[R] Read file
jim holtman
jholtman at gmail.com
Tue Oct 5 04:16:17 CEST 2010
Is this what you are looking for:
> input <- readLines(textConnection(" 2010 10 01 00
+ *82599 -35.25 -5.91 52 1*
+ 1008.0 -9999 115 3.1 298.6 294.6 64
+ 2010 10 01 00
+ *83649 -40.28 -20.26 4 7
+ *1011.0 -9999 0 0.0 298.4 296.1 64
+ 1000.0 96 40 5.7 297.9 295.1 32
+ 925.0 782 325 3.1 295.4 294.1 32
+ 850.0 1520 270 4.1 293.8 289.4 32
+ 700.0 3171 240 8.7 284.1 279.1 32
+ 500.0 5890 275 8.2 266.2 262.9 32
+ 400.0 7600 335 9.8 255.4 242.4 32"))
> closeAllConnections()
> # remove the "*" since they seem to be inconsistent
> input <- gsub("\\*|^ ", "", input)
>
> date <- NULL # hold the date
> station <- NULL # hold the station ID
> # now parse each line
> # length = 4 => date
> # length = 5 => station id
> # length = 7 => data
> result <- lapply(input, function(.line){
+ x <- as.numeric(strsplit(.line, '[[:space:]]+')[[1]])
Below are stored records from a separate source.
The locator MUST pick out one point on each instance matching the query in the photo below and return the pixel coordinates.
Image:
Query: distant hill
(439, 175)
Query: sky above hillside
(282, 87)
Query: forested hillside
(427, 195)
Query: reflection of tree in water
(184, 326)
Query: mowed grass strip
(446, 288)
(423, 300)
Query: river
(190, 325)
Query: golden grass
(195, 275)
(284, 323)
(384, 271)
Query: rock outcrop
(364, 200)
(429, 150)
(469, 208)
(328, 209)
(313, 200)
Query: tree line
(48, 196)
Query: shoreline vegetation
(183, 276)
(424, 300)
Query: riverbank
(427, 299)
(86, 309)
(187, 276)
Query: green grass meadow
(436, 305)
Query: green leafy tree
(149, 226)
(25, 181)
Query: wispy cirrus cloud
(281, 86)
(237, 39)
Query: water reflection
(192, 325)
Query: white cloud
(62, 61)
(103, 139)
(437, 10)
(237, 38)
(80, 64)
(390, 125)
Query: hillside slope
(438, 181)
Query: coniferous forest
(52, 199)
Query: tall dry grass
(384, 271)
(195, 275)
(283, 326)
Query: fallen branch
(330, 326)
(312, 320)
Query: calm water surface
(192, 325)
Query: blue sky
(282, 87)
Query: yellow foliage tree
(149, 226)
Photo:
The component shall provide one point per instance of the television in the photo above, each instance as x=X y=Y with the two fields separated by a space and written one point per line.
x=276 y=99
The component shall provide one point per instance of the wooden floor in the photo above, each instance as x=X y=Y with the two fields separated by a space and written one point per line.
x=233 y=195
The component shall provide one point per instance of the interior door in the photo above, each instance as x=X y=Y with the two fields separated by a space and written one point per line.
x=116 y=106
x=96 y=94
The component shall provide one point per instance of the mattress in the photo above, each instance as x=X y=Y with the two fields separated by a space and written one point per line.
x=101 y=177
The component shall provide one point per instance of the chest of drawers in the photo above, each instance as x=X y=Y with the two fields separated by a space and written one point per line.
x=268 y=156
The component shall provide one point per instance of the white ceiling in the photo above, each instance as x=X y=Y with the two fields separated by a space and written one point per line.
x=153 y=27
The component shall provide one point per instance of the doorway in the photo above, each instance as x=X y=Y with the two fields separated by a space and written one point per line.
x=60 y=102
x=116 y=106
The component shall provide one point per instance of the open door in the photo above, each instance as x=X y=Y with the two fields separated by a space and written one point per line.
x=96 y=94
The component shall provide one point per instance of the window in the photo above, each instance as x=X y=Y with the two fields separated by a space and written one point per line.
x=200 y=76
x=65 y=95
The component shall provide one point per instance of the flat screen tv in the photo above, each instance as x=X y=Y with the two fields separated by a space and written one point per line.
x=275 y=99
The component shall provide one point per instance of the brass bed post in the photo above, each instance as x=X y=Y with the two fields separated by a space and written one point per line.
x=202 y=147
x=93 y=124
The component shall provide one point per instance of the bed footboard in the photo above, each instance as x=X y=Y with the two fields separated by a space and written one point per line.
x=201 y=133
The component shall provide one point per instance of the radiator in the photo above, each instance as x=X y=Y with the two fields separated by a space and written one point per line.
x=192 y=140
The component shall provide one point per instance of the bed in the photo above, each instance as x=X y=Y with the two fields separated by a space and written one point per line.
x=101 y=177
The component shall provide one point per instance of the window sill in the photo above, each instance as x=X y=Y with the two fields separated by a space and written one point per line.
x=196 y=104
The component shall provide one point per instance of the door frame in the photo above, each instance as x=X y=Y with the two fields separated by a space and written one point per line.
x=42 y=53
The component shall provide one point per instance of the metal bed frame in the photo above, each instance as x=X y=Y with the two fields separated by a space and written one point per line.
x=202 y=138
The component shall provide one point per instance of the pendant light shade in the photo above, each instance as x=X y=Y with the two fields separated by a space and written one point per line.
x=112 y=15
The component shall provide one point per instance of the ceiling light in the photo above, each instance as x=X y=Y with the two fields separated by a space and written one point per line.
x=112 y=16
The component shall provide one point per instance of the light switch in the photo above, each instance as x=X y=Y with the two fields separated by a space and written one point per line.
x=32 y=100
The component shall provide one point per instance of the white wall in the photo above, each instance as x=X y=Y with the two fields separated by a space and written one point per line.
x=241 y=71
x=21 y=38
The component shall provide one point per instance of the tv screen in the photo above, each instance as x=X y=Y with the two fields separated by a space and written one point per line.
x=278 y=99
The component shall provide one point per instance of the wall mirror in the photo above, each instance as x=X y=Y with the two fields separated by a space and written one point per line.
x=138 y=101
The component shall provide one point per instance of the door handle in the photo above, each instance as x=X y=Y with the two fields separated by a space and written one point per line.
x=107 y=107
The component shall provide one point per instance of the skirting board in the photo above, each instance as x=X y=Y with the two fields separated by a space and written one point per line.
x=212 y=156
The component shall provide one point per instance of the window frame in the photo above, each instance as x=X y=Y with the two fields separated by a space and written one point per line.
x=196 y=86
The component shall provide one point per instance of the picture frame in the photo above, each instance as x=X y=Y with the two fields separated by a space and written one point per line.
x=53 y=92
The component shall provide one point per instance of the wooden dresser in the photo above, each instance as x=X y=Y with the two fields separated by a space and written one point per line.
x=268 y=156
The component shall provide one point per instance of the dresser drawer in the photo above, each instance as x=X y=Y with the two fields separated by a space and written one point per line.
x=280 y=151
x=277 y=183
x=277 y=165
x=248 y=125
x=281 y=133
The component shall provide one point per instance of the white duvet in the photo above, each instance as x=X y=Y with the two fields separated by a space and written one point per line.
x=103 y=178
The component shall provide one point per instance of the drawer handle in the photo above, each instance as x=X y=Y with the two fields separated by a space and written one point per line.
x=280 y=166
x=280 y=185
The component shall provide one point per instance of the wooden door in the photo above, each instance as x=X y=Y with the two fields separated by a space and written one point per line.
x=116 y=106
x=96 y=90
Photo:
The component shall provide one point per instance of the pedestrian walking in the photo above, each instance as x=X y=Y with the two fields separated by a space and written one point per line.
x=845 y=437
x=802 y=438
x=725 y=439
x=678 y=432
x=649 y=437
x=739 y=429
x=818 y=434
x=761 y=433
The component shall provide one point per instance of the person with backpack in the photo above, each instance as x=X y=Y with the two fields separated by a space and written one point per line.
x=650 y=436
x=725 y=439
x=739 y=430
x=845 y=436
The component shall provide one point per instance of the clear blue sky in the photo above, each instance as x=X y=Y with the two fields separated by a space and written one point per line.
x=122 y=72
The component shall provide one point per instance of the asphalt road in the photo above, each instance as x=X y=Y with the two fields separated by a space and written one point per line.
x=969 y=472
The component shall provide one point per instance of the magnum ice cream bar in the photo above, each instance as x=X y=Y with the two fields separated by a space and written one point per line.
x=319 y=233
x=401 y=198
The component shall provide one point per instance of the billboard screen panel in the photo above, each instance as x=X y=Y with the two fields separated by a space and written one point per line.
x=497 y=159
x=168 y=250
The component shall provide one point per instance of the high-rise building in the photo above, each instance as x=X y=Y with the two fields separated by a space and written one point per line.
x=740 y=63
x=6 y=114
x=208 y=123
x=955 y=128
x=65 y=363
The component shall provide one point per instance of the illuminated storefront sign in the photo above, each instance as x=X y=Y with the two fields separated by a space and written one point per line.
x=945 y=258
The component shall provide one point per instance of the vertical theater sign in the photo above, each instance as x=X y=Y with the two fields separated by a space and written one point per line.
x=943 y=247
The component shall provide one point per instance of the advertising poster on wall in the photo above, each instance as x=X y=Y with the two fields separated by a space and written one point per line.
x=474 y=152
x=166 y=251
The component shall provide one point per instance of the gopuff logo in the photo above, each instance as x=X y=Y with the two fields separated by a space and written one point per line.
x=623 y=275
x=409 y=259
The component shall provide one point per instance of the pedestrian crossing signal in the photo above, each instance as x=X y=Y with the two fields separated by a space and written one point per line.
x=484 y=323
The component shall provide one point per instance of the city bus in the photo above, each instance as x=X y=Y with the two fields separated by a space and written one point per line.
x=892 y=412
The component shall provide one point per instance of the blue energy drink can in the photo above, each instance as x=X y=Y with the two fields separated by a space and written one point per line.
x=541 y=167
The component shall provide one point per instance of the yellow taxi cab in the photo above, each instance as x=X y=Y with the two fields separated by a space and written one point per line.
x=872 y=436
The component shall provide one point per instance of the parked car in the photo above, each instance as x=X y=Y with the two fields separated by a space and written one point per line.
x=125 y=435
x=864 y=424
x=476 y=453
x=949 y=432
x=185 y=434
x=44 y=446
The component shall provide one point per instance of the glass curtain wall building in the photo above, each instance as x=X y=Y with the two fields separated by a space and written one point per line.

+ if (length(x) == 4) date <<- x[1] * 1000000 + x[2] * 10000 +
+ x[3] * 100 + x[4]
+ else if (length(x) == 5) station <<- x[1]
+ else if (length(x) == 7) return(data.frame(date = date,
+ station = station,
+ x[1], x[2], x[3], x[4], x[5], x[6], x[7]))
+ else cat("invalid line:", .line, '\n')
+ return(NULL)
+ })
>
> # combine into single dataframe
> do.call(rbind, result)
date station x.1. x.2. x.3. x.4. x.5. x.6. x.7.
1 2010100100 82599 1008 -9999 115 3.1 298.6 294.6 64
2 2010100100 83649 1011 -9999 0 0.0 298.4 296.1 64
3 2010100100 83649 1000 96 40 5.7 297.9 295.1 32
4 2010100100 83649 925 782 325 3.1 295.4 294.1 32
5 2010100100 83649 850 1520 270 4.1 293.8 289.4 32
6 2010100100 83649 700 3171 240 8.7 284.1 279.1 32
7 2010100100 83649 500 5890 275 8.2 266.2 262.9 32
8 2010100100 83649 400 7600 335 9.8 255.4 242.4 32
>
On Mon, Oct 4, 2010 at 9:52 PM, Nilza BARROS <nilzabarros at gmail.com> wrote:
> Sorry, guys
> I couldn`t explain what I really wanted.
> I have a file with many station and many information for each one.
> I need identified the line where the station information start. After that
> I`d like to store that data (related to the station) so as to it could be
> work in separate way.
>
> If I was using another language as Fortran , I would save the data in a
> vector.
> But in R I don`t know how to do this :(
>
> ====David`s Questions===========
>
> *my.data<-file("d2010100100.txt",open="rt")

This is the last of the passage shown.